After going through your expenses, income, debt and personal finance accounts you should have a fairly good idea of where your personal finance matters stand. This should be a great platform for you to build upon to get your personal finances in good order. From this information you should be able to create a budget, get debt under control and best manage your personal finance accounts. You should be able to get the big picture about your personal finance situation and to understand it completely.
Keeping An Eye On Your Personal Finances
August 6, 2009 by admin
Filed under Personal Finance
The majority of us are sticklers for finances at work, but often disregard our personal finance at home. For those who are not accountants, the process of keeping financial records and ensuring all financial items are squared away can be quite boring and often confusing. Instead of ignoring your personal finance until a problem arises, take the initiative today!
The most important aspect of your personal finance is undoubtedly your credit. Your credit score, often a mystical number of much confusion, is critical to your success in the financial realm. Without a respectable credit score, you will be unable to borrow money or obtain a home or vehicle loan. This number can literally hold you back from completing your goals and can severely limit your future.
The credit in your name has a direct bearing on the credit number. Thus people who do not use their credit cards properly and have huge bills running in their names lend a bad streak to their credit. A point to be noted is that it is not the amount you charge but it is the amount that is kept on credit that poses the threat of being harmful. It is important to keep a check on the monthly statement and you should endeavor to pay it in full each month.
In today’s society, identity theft is often a problem. If someone steals your identity, they can wreck your finances, ruin your credit, and tarnish your good name and reputation. In order to prevent identity theft, carefully monitor all your financial statements and safe guard your personal information.
The attitude of most people towards money is spending today and saving later, thus relegating saving for a later part of their life. But this habit catches them unawares in the later part of their life where they get jolted with the rude shocks of a fast approaching retirement date and a non-existent retirement fund. So do not wait for tomorrow, start saving today by putting some portions of your income in the retirement fund account.
One of the best ways to handle the finances is a budget. This is the best way to keep a tab on the finances and keeping the spending in control.
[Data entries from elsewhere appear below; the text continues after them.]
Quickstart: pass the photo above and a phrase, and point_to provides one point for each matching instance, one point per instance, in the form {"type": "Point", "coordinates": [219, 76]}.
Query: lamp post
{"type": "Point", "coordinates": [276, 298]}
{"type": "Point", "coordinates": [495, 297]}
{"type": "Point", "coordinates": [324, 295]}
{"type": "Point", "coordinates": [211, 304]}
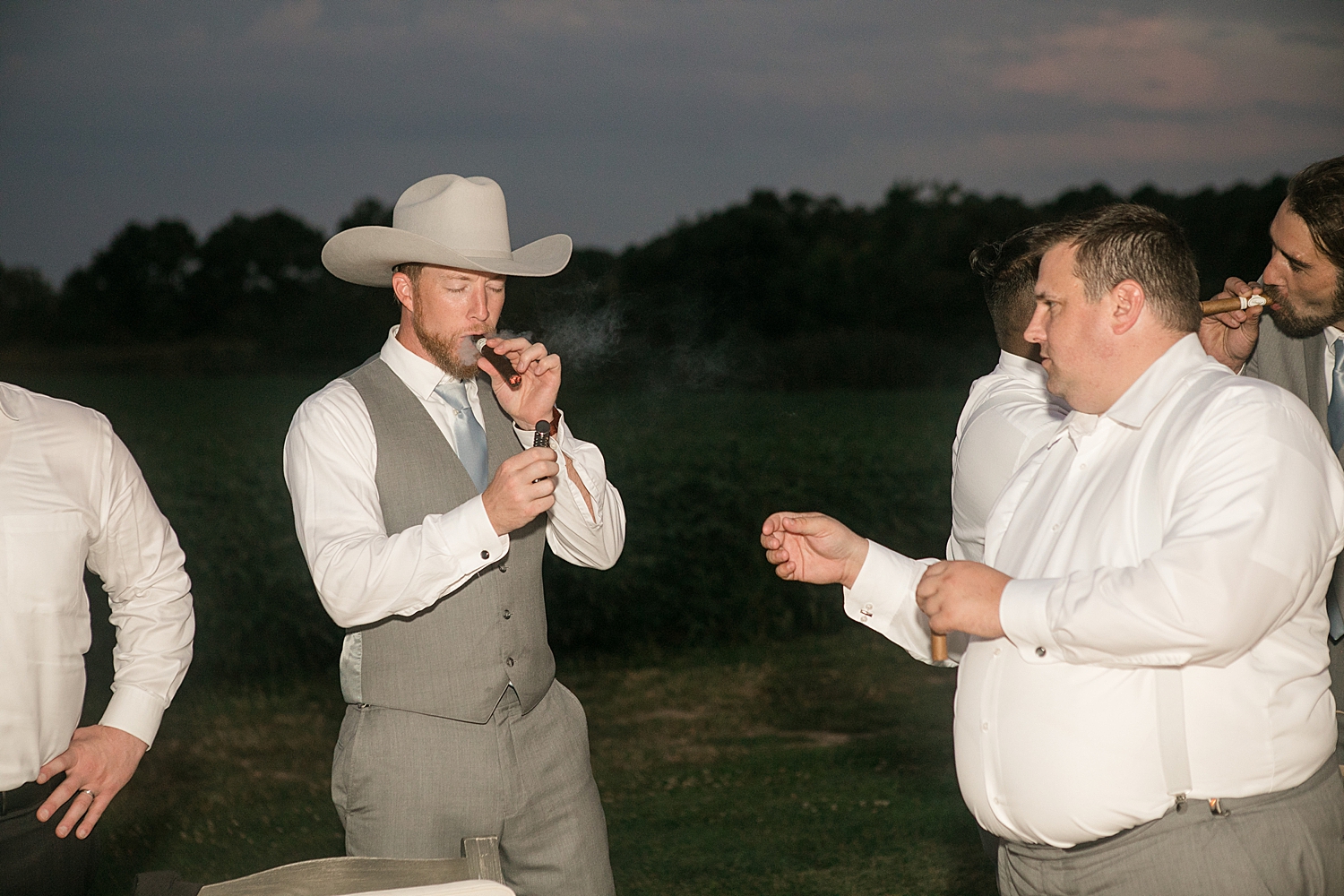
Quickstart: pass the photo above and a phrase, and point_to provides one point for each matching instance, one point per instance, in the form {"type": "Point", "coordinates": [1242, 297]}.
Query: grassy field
{"type": "Point", "coordinates": [816, 766]}
{"type": "Point", "coordinates": [746, 737]}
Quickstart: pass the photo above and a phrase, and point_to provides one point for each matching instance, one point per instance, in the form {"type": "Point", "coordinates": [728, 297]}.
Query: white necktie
{"type": "Point", "coordinates": [467, 432]}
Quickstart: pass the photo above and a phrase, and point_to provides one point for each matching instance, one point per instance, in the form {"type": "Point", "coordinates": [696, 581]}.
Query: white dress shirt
{"type": "Point", "coordinates": [1007, 418]}
{"type": "Point", "coordinates": [1193, 525]}
{"type": "Point", "coordinates": [72, 495]}
{"type": "Point", "coordinates": [363, 573]}
{"type": "Point", "coordinates": [1332, 335]}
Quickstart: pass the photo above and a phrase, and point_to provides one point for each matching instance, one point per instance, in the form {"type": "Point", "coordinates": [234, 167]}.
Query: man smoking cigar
{"type": "Point", "coordinates": [1297, 346]}
{"type": "Point", "coordinates": [424, 509]}
{"type": "Point", "coordinates": [1144, 702]}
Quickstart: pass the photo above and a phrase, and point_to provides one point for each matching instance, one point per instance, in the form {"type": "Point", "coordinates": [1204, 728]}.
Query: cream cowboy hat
{"type": "Point", "coordinates": [445, 220]}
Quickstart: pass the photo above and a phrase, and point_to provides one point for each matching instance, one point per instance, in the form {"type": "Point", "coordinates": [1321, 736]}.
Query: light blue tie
{"type": "Point", "coordinates": [1335, 417]}
{"type": "Point", "coordinates": [467, 432]}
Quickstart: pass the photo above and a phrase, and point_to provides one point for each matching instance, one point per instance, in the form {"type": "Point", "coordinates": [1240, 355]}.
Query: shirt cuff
{"type": "Point", "coordinates": [883, 598]}
{"type": "Point", "coordinates": [1021, 613]}
{"type": "Point", "coordinates": [467, 532]}
{"type": "Point", "coordinates": [134, 711]}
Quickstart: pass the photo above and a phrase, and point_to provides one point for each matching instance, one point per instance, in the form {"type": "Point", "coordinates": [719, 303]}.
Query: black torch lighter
{"type": "Point", "coordinates": [500, 363]}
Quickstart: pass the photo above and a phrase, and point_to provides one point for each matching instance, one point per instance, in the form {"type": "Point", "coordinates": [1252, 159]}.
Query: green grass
{"type": "Point", "coordinates": [817, 766]}
{"type": "Point", "coordinates": [745, 737]}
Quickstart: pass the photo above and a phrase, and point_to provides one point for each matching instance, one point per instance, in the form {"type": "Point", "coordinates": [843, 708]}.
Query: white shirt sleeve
{"type": "Point", "coordinates": [137, 556]}
{"type": "Point", "coordinates": [363, 573]}
{"type": "Point", "coordinates": [1247, 495]}
{"type": "Point", "coordinates": [883, 598]}
{"type": "Point", "coordinates": [574, 535]}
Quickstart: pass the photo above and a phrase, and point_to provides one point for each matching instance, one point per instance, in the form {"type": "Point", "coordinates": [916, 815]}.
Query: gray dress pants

When you create a budget you need to make two columns, one meant for the incomes and the second for expenditures. You need to mention all the items of expenditure in the expenses column such as rent or mortgage payment, car payment, insurance, utilities, and food. Whatever is left after deducting all this from the income is the monthly excess that of course can be used in different ways.
It’s a good idea to consult an accountant if you are not sure about setting your personal finance records straight. This person will help you correct any potential problems and ensure nothing goes wrong in the future.
The world of finance is fascinating. There’s no need to be scared of it. Just keep your finances straight and you will be able to build, or rebuild, your credit score.